Dana Schweiger ( Carlsen; born February 29, 1968) is an American television personality, entrepreneur and a former model.

Early life 
Dana Schweiger was born in Seattle, Washington. She grew up there with her sister and her uncle.

Career 
Schweiger first studied business management and was later educated at the Esthetic Skincare Institute in Seattle as a beautician. In the 1990s, she worked for Calvin Klein and H&M as a model. In 2009, she signed an advertising contract with Katjes. In 2012, she was part of the jury of Deutschland sucht den Superstar - Kids.

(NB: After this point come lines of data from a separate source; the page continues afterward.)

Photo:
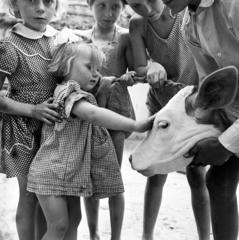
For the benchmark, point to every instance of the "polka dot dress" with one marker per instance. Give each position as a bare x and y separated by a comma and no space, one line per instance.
25,62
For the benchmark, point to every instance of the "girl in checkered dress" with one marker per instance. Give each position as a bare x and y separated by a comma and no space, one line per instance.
77,156
114,42
25,54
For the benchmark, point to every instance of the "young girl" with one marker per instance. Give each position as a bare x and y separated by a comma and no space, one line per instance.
114,42
77,157
156,32
24,58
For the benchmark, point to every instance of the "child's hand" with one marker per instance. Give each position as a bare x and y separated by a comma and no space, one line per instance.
144,125
47,112
128,78
156,73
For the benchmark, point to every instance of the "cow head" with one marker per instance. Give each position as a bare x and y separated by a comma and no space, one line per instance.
192,114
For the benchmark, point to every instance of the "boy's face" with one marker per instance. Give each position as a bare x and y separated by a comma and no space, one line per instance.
151,9
84,71
176,5
36,14
106,12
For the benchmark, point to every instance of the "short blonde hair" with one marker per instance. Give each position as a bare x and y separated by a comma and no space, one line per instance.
14,12
64,54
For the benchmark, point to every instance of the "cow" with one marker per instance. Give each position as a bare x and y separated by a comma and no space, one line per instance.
194,113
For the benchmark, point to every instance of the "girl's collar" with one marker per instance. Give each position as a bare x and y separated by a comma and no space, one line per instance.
26,32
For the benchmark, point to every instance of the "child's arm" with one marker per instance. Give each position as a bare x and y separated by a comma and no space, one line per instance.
153,71
45,111
109,119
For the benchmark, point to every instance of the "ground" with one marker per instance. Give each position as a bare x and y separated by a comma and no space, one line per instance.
175,221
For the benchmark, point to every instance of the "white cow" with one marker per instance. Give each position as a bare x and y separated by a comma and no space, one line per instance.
192,114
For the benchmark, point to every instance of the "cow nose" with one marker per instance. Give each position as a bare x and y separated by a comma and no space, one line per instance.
130,159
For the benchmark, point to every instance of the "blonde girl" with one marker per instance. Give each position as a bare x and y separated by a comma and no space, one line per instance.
114,42
24,58
77,157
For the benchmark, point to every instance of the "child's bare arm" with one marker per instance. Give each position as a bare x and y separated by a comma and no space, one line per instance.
153,71
45,112
109,119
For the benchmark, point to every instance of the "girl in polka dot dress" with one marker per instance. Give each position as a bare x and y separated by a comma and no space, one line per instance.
77,156
24,57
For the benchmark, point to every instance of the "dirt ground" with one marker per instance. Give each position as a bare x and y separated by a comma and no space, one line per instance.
175,221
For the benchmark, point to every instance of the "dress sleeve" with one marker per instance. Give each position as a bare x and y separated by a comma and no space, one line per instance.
8,58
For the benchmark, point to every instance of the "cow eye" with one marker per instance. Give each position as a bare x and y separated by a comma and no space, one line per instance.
163,124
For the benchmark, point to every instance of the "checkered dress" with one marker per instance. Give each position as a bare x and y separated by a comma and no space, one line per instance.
25,63
76,158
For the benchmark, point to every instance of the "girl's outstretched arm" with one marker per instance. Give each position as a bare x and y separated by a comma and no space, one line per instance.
109,119
45,111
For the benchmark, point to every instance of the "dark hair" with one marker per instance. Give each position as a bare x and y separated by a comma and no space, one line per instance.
91,2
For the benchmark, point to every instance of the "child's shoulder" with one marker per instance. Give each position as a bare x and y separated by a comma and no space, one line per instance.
122,30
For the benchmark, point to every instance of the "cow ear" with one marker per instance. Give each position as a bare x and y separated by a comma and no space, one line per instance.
218,89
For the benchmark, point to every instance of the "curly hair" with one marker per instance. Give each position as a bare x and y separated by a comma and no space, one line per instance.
91,2
16,13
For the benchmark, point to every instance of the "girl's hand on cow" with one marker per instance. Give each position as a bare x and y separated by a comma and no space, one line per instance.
209,151
47,112
144,125
156,74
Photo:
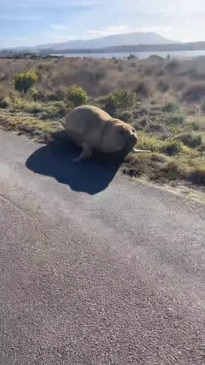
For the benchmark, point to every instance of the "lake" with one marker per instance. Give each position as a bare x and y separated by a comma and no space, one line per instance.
175,54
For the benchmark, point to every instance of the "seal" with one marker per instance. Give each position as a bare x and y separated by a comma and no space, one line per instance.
93,129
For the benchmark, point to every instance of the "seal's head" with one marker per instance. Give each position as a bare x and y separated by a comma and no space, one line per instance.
126,136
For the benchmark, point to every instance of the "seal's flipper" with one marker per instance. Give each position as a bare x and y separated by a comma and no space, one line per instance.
85,154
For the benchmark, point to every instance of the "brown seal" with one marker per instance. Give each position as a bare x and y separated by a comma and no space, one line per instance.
93,129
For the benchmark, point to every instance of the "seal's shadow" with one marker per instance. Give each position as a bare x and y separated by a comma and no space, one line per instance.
56,161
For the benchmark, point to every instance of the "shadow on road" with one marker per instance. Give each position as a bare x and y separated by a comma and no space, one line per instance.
57,161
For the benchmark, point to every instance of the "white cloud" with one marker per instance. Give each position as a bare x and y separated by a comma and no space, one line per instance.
59,27
126,29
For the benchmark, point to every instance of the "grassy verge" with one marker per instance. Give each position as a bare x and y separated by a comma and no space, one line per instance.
174,131
170,160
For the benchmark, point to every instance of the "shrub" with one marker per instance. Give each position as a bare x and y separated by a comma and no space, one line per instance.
192,140
172,147
75,96
177,119
195,92
24,81
120,100
3,103
171,107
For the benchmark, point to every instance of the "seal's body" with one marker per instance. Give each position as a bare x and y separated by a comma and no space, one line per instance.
93,129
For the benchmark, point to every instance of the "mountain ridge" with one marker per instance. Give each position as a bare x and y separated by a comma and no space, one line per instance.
124,39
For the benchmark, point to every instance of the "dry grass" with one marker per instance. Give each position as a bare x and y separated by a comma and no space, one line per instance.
168,109
184,80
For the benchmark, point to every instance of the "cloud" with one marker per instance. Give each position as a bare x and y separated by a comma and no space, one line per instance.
59,27
127,29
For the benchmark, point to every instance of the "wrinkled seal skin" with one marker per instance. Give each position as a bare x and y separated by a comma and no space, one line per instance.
93,129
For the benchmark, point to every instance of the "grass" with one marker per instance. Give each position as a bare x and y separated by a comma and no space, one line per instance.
172,129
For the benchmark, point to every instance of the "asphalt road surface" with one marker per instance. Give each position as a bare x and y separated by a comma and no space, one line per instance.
95,269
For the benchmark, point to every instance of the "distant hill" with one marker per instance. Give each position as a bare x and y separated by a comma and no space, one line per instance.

She is the co-founder of Bellybutton, a mail order company for children's supplies. Since 2021, Schweiger is ambassador of WW.

Personal life 
Schweiger married actor Til Schweiger on June 19, 1995. They have four children: Valentin Florian Schweiger (b. 1995), Luna Marie Schweiger (b. 1997), Lilli Camille Schweiger (b. 1998), and Emma Tiger Schweiger (b. 2002). Schweiger and Carlsen separated in 2005 and were divorced in 2014.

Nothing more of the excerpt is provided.